SENATOR CARLUCCI VOTES FOR PASSAGE OF THE IRAN DIVESTMENT ACT OF 2012
ALBANY – Senator David Carlucci (D-Rockland/Orange) today voted to hold the Iranian regime accountable by voting to pass the Iran Divestment Act of 2012 out of the New York State Senate. The bill (S.5917A), which was co-sponsored by Senator Carlucci, will bar entities that invest in Iran’s energy industry from receiving state contracts here in New York.
The Office of General Services (OGS) would be required to develop a list of entities that invest in the Iranian energy sector, including people, corporations and other organizations with investments of more than $20 million in the Iranian energy sector. Those on the list would be excluded from bidding on government contracts.
The bill would also require local government contractors to certify that they are not investing in the Iranian energy sector in order to receive local government contracts.

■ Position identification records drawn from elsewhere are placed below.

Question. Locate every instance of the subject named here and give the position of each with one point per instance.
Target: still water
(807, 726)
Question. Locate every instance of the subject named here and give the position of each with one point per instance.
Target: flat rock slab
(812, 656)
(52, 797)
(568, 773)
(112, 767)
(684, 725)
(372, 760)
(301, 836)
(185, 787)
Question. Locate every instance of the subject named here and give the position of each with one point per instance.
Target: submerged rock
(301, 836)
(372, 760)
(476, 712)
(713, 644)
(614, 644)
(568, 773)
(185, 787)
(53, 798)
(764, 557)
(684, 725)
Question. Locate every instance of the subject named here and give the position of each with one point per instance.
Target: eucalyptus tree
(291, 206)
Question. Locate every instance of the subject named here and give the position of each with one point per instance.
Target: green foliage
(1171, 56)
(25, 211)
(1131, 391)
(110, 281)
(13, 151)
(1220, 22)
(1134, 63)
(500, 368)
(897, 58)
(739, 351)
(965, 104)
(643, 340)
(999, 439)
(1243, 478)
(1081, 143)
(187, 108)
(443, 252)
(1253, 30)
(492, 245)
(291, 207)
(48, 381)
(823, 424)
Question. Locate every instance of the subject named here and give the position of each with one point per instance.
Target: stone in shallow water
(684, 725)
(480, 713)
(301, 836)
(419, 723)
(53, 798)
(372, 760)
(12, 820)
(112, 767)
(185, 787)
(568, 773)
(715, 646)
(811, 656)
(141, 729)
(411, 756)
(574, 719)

“This legislation will allow New Yorkers to speak with their wallets and say that we will not tolerate the extremist actions by the Iranian regime,” said Senator Carlucci. “Through the power of the purse, we can starve this hostile regime which abuses its own citizens and threatens the United States and its allies in the Middle East.”

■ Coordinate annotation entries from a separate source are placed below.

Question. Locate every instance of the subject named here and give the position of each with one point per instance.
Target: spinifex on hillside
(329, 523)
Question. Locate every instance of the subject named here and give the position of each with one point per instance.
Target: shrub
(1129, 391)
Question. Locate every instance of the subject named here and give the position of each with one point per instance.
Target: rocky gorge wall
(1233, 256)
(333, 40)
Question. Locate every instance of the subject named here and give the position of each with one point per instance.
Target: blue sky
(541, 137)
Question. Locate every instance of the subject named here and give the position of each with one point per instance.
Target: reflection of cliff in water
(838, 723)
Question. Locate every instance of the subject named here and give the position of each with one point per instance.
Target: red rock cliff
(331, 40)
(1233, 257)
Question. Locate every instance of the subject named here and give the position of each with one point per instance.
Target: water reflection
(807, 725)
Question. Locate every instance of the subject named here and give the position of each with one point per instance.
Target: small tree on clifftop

Back in 2010, President Barack Obama signed into law the federal Comprehensive Iran Sanctions, Accountability, and Divestment Act of 2010, which allows state and local governments to divest assets and prohibit the investment of state or local assets in certain companies that either invests or provide credit to the Iranian energy sector.

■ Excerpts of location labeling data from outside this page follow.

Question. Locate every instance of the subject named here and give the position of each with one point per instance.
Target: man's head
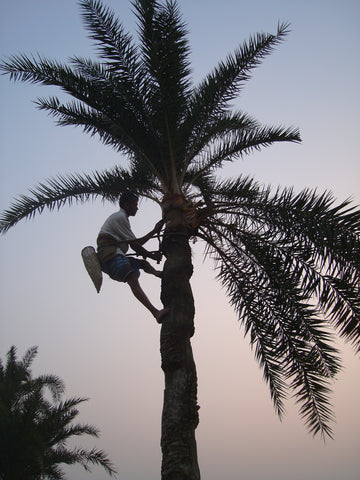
(129, 202)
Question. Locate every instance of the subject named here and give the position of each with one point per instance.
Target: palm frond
(56, 192)
(213, 95)
(236, 143)
(165, 55)
(290, 265)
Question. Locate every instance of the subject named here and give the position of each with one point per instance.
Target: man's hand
(158, 226)
(157, 256)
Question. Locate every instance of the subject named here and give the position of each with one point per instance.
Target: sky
(106, 346)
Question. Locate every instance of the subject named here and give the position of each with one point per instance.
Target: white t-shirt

The bill also requires individuals or entities to certify they are not on the list when they submit bids to state and local agencies. Individuals or companies on the list that are the sole source of certain commodities or services can renew or enter into contracts on a case-by-case basis.
The divestment would apply to companies engaged in oil or natural gas development in Iran, as well any company found to be directly involved in nuclear power.